I say I am open to dating again, but I am not sure that is 100 percent true. For example, I do not go to any of the singles functions at my church. I think, No! I confess, it is because I still want to pick my future husband. Now, some might think, "That's not really a good idea. I mean look what happened the last time you picked a husband instead of letting God bring you one." They would be absolutely right. If you read my last article, you may remember I told you how I have prayed for God to just put someone in my path. Well, there have been a few really nice guys in my path, but I have chosen to walk by.
I guess I need to be more specific. I have prayed for the one to be put in my path. There are a couple who belong to my church, and as much as I love that, I am not interested in them. This is just another reason I don't attend the singles group at church. It is a lot easier to tell someone you are not interested online than it is in person. Is that bad? That sounds bad. Let me share a quick story.
First, an introduction. A guy from my church expressed some interest in me. I was not interested in him and politely told him I was not looking to date. At the time was true. I told him this very nicely. Even if we were not members of the same church I would have been nice but looking back now I may have been a little more direct had we met under different circumstances. Well, at a recent church event, mind you, the very day after I told you all I wanted God to put a man in my path.....boom. We arrived just as this same guy was getting out of his car. He waited for me and my kids to get out. I was thinking, God, I know this is just a pure coincidence and you are not putting him in my path. Right!?? So, we got out and walk in with him. He made small talk with me and my kids and we then we went our separate ways. He really is nice. I just don't feel anything. "Coincidence. Coincidence. Coincidence."

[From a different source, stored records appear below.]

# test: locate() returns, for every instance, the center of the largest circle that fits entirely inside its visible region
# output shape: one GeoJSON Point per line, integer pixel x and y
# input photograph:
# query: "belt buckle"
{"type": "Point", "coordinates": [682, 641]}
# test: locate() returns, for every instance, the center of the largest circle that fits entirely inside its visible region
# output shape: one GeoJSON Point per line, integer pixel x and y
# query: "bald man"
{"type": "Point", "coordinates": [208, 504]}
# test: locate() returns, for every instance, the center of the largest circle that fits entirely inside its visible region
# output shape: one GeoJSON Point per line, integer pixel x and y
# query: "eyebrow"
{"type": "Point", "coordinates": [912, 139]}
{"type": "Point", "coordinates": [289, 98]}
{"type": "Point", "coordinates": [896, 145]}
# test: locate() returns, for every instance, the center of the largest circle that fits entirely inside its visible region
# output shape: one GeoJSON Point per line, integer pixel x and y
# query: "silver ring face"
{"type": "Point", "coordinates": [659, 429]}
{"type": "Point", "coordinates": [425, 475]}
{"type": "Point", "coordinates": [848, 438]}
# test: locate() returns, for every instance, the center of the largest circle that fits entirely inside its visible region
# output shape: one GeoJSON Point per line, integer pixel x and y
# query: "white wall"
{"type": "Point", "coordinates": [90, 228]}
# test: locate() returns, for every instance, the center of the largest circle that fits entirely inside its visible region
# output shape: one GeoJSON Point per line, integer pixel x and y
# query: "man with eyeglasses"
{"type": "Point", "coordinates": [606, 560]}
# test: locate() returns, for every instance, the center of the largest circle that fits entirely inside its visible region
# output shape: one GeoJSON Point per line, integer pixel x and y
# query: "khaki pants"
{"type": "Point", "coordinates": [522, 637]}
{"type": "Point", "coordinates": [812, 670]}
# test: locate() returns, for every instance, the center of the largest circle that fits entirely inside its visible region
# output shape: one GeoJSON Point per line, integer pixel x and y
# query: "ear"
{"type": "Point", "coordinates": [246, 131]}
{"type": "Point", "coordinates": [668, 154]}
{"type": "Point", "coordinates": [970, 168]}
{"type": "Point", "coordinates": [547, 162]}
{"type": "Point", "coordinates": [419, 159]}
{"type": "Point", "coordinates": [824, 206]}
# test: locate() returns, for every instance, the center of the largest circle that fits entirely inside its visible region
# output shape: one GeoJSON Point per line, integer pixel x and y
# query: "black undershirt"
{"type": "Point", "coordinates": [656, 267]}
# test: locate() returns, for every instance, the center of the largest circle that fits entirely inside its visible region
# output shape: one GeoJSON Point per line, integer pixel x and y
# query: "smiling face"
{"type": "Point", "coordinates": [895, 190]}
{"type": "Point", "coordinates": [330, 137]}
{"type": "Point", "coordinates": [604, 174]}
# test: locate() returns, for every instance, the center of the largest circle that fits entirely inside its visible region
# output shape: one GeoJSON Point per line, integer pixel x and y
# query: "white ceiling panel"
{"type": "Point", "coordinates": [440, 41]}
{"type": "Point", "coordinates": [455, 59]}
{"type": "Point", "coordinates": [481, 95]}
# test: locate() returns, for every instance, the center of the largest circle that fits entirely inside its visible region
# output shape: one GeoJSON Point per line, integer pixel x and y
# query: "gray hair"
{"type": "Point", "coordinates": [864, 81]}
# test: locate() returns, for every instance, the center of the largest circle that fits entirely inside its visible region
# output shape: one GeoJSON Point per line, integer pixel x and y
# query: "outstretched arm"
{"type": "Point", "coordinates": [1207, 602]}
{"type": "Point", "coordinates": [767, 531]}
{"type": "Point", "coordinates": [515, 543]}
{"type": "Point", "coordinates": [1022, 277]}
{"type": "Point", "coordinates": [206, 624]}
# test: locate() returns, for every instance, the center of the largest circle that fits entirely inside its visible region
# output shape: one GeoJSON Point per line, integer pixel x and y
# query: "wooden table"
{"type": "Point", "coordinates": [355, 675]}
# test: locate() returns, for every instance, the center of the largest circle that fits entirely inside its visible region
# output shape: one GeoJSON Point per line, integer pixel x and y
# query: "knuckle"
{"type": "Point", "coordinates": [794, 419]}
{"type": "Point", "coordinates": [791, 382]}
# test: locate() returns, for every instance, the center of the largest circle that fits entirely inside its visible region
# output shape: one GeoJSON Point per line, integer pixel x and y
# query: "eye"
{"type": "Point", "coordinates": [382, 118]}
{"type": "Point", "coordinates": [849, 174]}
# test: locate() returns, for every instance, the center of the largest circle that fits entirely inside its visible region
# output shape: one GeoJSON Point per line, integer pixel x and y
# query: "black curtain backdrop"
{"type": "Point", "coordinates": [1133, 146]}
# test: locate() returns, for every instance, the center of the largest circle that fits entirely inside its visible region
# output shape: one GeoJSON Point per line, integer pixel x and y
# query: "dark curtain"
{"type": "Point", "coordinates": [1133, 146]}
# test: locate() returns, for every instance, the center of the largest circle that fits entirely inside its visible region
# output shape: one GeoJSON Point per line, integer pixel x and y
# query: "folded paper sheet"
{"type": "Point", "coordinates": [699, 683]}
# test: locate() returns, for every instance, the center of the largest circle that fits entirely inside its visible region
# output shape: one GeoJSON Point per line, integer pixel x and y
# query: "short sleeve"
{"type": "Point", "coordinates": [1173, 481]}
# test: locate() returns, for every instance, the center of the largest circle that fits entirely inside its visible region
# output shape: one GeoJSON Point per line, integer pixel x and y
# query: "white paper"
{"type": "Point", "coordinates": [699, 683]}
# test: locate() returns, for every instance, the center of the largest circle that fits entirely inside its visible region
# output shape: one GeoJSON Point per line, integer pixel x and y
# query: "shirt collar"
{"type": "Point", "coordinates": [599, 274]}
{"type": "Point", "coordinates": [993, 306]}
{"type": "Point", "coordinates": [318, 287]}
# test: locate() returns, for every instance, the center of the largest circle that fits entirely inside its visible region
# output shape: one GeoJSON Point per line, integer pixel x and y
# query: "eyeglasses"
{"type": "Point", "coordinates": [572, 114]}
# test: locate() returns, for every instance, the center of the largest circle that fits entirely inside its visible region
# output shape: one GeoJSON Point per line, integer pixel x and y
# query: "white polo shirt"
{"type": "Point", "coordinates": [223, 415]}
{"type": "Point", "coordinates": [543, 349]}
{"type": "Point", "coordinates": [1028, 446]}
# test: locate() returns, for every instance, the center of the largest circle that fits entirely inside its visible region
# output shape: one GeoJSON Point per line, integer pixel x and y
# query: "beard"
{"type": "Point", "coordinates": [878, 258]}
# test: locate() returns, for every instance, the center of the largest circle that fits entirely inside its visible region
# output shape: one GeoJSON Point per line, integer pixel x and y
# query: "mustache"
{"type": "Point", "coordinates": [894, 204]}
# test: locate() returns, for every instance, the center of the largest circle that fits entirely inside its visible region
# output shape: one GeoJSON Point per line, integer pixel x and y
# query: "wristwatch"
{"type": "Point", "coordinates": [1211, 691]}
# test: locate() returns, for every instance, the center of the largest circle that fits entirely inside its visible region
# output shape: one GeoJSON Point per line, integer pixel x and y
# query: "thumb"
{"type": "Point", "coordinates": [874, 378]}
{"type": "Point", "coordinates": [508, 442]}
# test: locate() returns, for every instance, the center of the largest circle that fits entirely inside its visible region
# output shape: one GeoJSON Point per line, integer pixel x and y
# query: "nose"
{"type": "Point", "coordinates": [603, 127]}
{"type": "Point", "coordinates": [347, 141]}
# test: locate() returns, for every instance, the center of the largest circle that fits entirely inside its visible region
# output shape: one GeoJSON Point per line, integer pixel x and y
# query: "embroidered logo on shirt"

I just keep telling myself God knows what I am looking for. The man He has for me will at least resemble what I am looking for. Right? Then I go into a tailspin of guilty thoughts. Am I being too superficial? Is it wrong to dream of my future husband being the best looking guy in the whole world? Even if it is only my opinion. Is God angry with me for having these thoughts? Or worse, have I rejected the one He put in my path? Have I missed the boat? Should I just give up and become a nun? Can I even do that? "For I know the plans I have for you," declares the Lord, "plans to prosper you and not to harm you, plans to give you hope and a future" (Jeremiah 29:11 NIV).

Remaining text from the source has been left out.